Kevin and Lori of Newmindspace are two of my favourite Gen-Y Facebook friends. When I met them at CaseCamp and again at TransitCamp, I immediately recognized their ability to combine fun and frivolity with keen organizational skills, grassroots guerilla marketing smarts, passion and thoughtfulness about the importance of public space in society. Subway parties, pillow fights and capture the flag, it turns out, are serious business.

Eye Weekly just published a piece by Liz Worth titled Is the Movement for Sale?, that raised the spectre that Newmindspace’s unique form of public space activism is being co-opted by corporate shills. Kevin brought to my attention several errors in the article, including Worth’s report that he and Lori had decided to “sign on to work for a marketing company” and her claim that Newmindspace had “inked a deal with Cundari Integrated Advertising”, thereby connecting them with such corporate evildoers as “BMW and Tim Hortons”.
For the record, Kevin clarified that they are doing some work for AMP, a new media think tank that has one Cundari employee on the board, and are focusing on campaigns for the nonprofit sector like what they did for the World Wildlife Fund. Newmindspace will never take a corporate sponsorship, nor will they market products to their community - knowing full well that the community would have none of it if they tried.
Also for the record, Cundari SFP (their proper name) was a $300 sponsor of Toronto TransitCamp, and Eli Singer was one of the organizers of that event. So sue me.
I’m glad we cleared that up.
How Many Angry Activists Does It Take to Create Something New?
I am sensitive to this kind of criticism myself, and can sympathize. I see myself as a social entrepreneur, a business person with a social mission that guides my activities. My methods mix social goals with entrepreneurial methods. Entrepreneurs, social or otherwise, are opportunity seekers and use strategy to achieve their goals.
TransitCamp received criticism from some in the established transit activist community who accused us for being outsiders to the cause who were giving the TTC a free pass on past egregious sins. We, of course, saw it differently. We saw an opportunity to use culture, creativity, fun and openness in an attempt to help transform the relationship between the TTC and its community, and we were successful in doing so. It should not be a surprise that Newmindspace, TransitCamp and BarCamp have some common inspirations and methods, as they are all about activating people’s passions and creating an open space for play.
I was not able to attend CampaignCamp, which was an attempt to bring activists, techies and communications people together to collaborate on new social activism campaigns. I heard reports that some individuals within the activist community were angry and antagonistic towards the marketers gathered together to help their cause. This saddens me. WTF is going on here? Why so much anger? Why bother?
Co-creation is the New Black
I fear that some in the activist community, just as many in the corporate world, are stuck in an old paradigm of thinking. Civil society and corporations are co-creating a new set of governance structures, what C.K. Prahalad calls a “New Social Compact“. In the context of global capitalism, with states in relative decline or receding from legitimate regulatory authority, private actors are increasingly placed in a position to create public goods and solve collective action problems that our governments are unwilling or unable to act upon. This is a characteristic of the new global reality, and the social mission sector and the corporate sector are quickly learning that it is a new world for them both.

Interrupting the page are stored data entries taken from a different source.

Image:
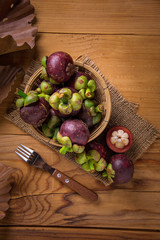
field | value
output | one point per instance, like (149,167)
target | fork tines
(24,152)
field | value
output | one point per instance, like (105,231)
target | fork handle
(76,186)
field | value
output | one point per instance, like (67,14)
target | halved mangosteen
(119,139)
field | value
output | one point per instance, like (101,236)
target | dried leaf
(16,30)
(7,77)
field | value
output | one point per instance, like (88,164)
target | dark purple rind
(76,130)
(36,113)
(98,147)
(123,168)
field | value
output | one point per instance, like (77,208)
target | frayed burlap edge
(123,114)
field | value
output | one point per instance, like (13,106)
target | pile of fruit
(64,108)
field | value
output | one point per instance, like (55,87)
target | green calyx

I am not arguing that activism itself is dead. Far from it. I am arguing that in order to advance the social goals activist groups hold dear, they need to realize both the opportunity and the responsibility to engage with the private sector as legitimate partners in creating our shared world. The social sector must commit itself to engaging the creative imaginations of the public at large and must become strategic “norm entrepreneurs”, acting to transmit civil society values into the DNA of the multinational corporation.
For their part, corporations need to embrace the idea that cultural and normative values held in civil society are important inputs to production - as important to the bottom line as the customers, employees and investors who hold those values.
To withdraw from such engagement is to put our collective futures at even greater risk.